I had a dream that I am running along a trail and see a man up ahead.  He is coming down this big hill, and when he reaches the bottom, he starts to push a large boulder up the steep incline.  I immediately realize this must be Sisyphus.  I approach him and say, “Excuse me, but I wonder if I might have a few words with you.”

He looks up and says “Sure, but you know I can’t stop.”

“Yes, I know you have been condemned to pushing it all the way up only to have it roll down.  And you must keep repeating it.  You’ve been doing this, I guess, since the beginning of time.  I would like to do one trip up with you while we talk.  Is that alright?”
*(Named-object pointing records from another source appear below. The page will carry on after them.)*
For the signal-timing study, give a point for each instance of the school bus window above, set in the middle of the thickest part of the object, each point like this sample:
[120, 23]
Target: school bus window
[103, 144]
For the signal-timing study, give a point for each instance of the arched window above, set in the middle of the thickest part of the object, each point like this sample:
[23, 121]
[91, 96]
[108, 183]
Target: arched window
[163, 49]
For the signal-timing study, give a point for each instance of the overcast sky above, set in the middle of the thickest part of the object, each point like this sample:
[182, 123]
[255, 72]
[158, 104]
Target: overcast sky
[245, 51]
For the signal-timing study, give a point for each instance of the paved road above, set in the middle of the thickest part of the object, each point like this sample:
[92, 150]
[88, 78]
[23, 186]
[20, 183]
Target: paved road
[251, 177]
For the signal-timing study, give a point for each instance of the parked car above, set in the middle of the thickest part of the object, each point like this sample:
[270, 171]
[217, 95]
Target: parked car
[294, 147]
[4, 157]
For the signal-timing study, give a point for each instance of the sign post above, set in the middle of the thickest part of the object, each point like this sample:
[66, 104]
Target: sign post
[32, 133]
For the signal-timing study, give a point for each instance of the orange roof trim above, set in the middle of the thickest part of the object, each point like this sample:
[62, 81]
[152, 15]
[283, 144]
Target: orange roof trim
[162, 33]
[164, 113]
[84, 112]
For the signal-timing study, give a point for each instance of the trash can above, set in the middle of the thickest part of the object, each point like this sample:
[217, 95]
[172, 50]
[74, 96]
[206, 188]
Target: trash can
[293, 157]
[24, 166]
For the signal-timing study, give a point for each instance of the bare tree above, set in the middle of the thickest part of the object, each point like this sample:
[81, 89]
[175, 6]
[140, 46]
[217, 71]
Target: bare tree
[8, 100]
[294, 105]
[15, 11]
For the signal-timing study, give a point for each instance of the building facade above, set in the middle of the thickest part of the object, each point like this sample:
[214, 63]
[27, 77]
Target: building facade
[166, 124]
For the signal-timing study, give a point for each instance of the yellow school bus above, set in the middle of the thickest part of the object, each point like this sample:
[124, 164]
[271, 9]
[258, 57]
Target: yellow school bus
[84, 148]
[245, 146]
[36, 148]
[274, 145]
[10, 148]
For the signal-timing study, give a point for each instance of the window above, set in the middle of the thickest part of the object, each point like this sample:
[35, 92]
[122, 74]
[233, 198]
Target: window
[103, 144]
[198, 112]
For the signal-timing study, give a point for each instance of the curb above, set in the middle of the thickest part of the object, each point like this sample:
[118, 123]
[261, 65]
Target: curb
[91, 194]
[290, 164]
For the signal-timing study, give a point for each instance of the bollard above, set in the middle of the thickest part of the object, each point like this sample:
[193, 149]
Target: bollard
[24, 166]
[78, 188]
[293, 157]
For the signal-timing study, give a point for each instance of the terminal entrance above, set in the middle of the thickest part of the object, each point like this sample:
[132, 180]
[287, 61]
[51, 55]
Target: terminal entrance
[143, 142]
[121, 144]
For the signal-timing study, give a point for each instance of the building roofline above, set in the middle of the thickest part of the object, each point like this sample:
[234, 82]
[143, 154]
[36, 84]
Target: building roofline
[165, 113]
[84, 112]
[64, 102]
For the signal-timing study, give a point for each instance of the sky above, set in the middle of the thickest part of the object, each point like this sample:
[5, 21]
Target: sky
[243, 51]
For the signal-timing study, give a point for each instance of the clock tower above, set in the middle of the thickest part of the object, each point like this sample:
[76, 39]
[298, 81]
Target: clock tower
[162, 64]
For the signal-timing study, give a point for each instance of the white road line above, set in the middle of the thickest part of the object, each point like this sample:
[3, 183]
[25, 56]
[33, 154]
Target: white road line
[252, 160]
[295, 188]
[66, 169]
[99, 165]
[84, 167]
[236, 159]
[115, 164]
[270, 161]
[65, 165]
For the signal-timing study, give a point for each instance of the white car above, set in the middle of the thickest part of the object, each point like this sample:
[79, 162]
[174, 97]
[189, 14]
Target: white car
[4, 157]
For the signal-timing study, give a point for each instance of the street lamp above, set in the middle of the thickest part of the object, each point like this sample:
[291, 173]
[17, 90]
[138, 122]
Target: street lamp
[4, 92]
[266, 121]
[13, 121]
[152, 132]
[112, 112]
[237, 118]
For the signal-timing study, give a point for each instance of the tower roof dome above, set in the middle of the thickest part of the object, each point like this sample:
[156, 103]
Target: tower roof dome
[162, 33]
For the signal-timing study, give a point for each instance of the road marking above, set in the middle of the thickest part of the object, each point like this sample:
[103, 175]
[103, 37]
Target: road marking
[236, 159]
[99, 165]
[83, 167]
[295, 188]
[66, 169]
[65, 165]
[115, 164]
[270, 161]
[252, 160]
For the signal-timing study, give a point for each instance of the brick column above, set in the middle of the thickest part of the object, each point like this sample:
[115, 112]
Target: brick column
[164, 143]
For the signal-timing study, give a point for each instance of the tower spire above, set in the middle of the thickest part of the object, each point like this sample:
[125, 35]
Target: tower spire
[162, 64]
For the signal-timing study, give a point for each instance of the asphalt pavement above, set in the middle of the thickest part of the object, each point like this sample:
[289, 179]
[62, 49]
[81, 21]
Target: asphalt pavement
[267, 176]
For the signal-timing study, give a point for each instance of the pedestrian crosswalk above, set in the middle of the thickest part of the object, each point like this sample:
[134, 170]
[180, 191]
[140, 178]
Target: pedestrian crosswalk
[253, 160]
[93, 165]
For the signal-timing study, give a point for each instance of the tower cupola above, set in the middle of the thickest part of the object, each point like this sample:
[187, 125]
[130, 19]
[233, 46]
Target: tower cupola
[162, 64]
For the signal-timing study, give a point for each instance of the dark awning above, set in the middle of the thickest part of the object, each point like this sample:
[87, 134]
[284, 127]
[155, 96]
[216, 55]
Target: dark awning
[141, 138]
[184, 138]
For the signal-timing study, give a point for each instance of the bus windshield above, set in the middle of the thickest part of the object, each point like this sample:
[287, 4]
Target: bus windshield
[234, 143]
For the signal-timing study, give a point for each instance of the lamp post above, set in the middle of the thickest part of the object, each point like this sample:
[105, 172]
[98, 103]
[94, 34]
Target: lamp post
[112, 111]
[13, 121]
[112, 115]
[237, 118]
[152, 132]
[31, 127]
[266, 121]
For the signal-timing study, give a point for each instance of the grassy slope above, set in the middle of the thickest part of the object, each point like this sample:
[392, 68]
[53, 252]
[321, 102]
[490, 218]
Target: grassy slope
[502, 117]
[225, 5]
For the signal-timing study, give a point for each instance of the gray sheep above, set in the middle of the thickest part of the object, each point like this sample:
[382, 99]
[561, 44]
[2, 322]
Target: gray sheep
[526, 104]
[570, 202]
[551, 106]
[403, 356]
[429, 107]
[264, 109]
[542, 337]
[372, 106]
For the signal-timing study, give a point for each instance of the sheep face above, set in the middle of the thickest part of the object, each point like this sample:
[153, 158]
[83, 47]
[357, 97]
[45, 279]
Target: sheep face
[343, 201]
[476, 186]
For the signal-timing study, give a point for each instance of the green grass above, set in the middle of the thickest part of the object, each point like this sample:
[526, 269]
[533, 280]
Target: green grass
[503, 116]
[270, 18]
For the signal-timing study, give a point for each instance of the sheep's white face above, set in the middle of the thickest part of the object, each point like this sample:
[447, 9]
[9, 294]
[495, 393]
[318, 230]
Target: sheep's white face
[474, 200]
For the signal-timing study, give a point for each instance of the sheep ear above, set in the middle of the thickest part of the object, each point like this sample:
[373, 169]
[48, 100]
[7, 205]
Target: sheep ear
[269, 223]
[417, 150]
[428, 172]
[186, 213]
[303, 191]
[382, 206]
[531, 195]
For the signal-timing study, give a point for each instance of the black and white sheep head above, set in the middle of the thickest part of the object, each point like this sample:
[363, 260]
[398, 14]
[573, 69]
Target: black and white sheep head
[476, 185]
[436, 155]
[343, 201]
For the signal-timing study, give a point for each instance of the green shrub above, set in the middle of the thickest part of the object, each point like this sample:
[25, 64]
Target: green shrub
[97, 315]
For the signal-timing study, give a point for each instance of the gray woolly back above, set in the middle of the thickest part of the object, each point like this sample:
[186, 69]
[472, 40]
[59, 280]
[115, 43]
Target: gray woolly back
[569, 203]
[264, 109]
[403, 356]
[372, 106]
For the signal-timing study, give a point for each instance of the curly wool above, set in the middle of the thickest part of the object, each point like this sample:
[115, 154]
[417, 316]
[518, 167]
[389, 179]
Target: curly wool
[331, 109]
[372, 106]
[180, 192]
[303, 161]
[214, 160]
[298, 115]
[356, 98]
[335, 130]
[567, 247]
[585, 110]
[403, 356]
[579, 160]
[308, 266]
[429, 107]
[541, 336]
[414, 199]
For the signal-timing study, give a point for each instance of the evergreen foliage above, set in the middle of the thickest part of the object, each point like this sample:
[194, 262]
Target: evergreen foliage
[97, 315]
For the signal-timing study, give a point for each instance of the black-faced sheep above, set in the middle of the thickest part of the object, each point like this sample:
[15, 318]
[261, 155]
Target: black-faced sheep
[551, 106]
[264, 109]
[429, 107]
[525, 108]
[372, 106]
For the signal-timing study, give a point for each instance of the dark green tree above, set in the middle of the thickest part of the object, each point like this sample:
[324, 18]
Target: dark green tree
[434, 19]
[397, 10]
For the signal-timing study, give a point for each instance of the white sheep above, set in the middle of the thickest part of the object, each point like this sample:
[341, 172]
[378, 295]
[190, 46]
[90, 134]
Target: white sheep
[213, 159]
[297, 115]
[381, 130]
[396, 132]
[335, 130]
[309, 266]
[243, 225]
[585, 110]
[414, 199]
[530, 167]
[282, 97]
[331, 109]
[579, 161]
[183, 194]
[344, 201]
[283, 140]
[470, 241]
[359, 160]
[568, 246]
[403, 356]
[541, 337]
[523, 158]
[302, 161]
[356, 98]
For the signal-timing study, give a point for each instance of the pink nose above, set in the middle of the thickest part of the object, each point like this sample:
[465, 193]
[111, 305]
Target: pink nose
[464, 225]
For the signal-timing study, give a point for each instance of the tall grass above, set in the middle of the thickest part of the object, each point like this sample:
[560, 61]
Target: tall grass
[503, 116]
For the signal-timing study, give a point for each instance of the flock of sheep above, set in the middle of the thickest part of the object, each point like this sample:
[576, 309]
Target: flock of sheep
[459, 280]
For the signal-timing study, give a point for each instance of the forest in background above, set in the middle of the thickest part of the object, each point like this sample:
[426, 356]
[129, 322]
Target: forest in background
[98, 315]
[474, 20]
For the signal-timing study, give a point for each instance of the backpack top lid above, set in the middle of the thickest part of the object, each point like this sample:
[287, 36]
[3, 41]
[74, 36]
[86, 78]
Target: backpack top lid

“Ok, what do you want to know?”

“I watched you coming down the mountain before I started speaking to you and I was surprised, shocked actually, that you were smiling.  I thought your face would look like you were in utter agony.  Then I figured that perhaps the downhill section gave you a little breather and that was why you were smiling.  But low and behold, you are smiling even more broadly now as you are pushing that giant boulder straight up this steep incline.  I don’t understand.”

He glanced at me and said, “When I first started doing this, I hated it. I felt angry that I had to keep doing the same damn thing for all eternity. It wasn’t fair. It was hard, boring, and unfulfilling.  The damn thing just kept rolling down, so what was I accomplishing.  Nothing.  Then one day, it was like I woke up and the scales fell off my eyes. I realized that the hatred had gradually gone away and was replaced with a genuine liking of what I was doing.   I was astonished at the transformation.  I know pushing this boulder up the hill doesn’t really amount to anything in the end, but then what does.  It’s my life now and I like it.   I hope this corrects the misconception everyone had about me.”

I was speechless for a while, then I replied, “All this time we thought you were miserable.  We felt sorry for you.  None of us wanted to ever get stuck in your predicament. Now it turns out you are not miserable at all; in fact, you somehow turned things around in your mind and found a way to be happy.  Wow!  It’s so hard thinking of you this way.”

Trying to help me understand, he added, “Remember when you were preparing for that marathon, and you started doing hill repeats?”

“Yes sure.  I ran up hard for one minute and jogged down for a total of an hour.”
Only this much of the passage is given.